A festa confirmando que o Brasil era dos brasileiros. Bandeirolas, nos
diversos matizes, sacolejando os ares, fechando quarteirão,
faziam conjunto com as sombrinhas coloridas das madames e chapéus
pretos dos homens, somente as cores eram pardas nas
vestes dos negros, camisas e calças largas em algodão cru, a maioria descalço ou com empobrecidas sandálias poeirentas.

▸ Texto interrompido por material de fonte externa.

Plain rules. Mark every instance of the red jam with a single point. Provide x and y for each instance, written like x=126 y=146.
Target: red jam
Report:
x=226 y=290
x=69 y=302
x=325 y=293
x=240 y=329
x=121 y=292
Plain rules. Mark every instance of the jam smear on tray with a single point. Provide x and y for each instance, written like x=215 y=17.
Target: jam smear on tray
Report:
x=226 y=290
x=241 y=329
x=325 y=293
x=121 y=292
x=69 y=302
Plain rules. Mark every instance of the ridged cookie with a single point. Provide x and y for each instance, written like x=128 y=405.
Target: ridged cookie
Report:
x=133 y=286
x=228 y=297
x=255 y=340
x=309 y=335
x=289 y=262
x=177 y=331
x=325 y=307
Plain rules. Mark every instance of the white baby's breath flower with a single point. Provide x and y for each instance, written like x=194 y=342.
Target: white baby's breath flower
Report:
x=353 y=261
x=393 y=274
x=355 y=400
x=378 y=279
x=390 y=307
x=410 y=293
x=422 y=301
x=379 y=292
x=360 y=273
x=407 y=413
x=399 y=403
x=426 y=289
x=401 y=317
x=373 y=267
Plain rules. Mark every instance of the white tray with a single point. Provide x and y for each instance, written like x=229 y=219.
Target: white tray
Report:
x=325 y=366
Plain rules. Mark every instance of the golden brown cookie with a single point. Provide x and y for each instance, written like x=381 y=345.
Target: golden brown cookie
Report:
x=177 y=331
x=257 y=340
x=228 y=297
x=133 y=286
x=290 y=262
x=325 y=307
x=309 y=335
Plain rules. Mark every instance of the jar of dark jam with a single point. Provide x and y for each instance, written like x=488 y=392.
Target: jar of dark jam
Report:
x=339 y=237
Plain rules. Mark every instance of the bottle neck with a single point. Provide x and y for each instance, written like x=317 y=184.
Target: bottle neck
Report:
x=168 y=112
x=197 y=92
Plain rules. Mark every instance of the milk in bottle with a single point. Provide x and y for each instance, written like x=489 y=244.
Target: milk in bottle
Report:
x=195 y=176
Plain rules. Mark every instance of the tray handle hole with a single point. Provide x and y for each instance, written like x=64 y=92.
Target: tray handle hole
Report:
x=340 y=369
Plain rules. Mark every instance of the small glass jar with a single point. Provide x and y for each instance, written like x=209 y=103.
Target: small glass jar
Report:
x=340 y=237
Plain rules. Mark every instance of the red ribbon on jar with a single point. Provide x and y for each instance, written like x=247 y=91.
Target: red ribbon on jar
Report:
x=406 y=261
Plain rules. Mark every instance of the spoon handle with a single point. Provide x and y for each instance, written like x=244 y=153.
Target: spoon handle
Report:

Continuou observar para onde caminhava o Barão. Passou a mão no corpo
magro, vestida em floral, com ombros e braços descobertos e joelhos a mostra. Ela se modificava a mulher. Ajeitou-se
provocativamente. Correu os dedos no cabelo sarará e ficou bem à frente do homem.
—
Sai do
caminho moleca, que queres tu, sai?
—
Senhor Barão está procurando mucama?
—
Não tens dono? Olhar
arisco para coxas e bunda quando ela revira o corpo.
—
Não, sou filha de escrava forra.
Livre,
Barão. Faço serviços caseiros, acompanhante e cuido de crianças,
se houver.
Ele
lambeu beiços, acostumado estava às orgias entre as negras de sua
senzala. Aquela ali, cor parda, abrasileirada. Seios saltavam mostrando beleza em pêssego e se emoldurava no
meio da praça.
—
Vem na minha caleça.
Lá no
engenho arrumo bom
serviço para tu na cozinha. Caminhas, sobe!
—
Sim, Senhor Barão, sim! Mostrando-se dócil aos aceites do
grotesco homem que lhe enojava nos gestos, nas
vestes, no tagarelar. Subiu
ligeira e consertou-se no assento ao lado do homem.
Seguiram
viagem. Negros à frente da caleça. Ele aproveitando mão
livre, após guardado lenço que lhe secou suor do rosto,
caminhou-a
vagarosamente sobre o banco até chegar ao colo da moça,
introduzindo-a
entre coxas, bem devagar.
Ela
não se mexeu. Era
moça donzela.
Barão faiscava brilho,
luminosidade, imaginava chegada à fazenda com o
fruto de tentação juvenil. Mão bandeava pela
escuridão.
A calça lhe apertando.
Ardia de felicidade, além dos prestígios na
corte, gozar
da
libertinagem que lhe aprouvesse.
Uns
vinte minutos da chegada, ela reconhecendo o lugar, disse,
necessitava receber antes, em moedas de ouro, para o trabalho
destinado.
Valor
adiantado, pois estava ao dispor do Barão. Que fosse já. Ele considerou
atrevimento da moça, mas
excitado, passou a mão ao
bolso e escorreram dois a três saquinhos de moedas nas
mãozinhas ansiosas.
Então,
em pulo
ágil saltou da caleça e fugiu nos
prados do Recôncavo, saltitante, balançando o dinheiro ao alto.
— Volte aqui com meu dinheiro, atrevida!
Ela
gritando, enquanto corria:
—
Viva a Independência!
Viva o Brasil! Viva a liberdade!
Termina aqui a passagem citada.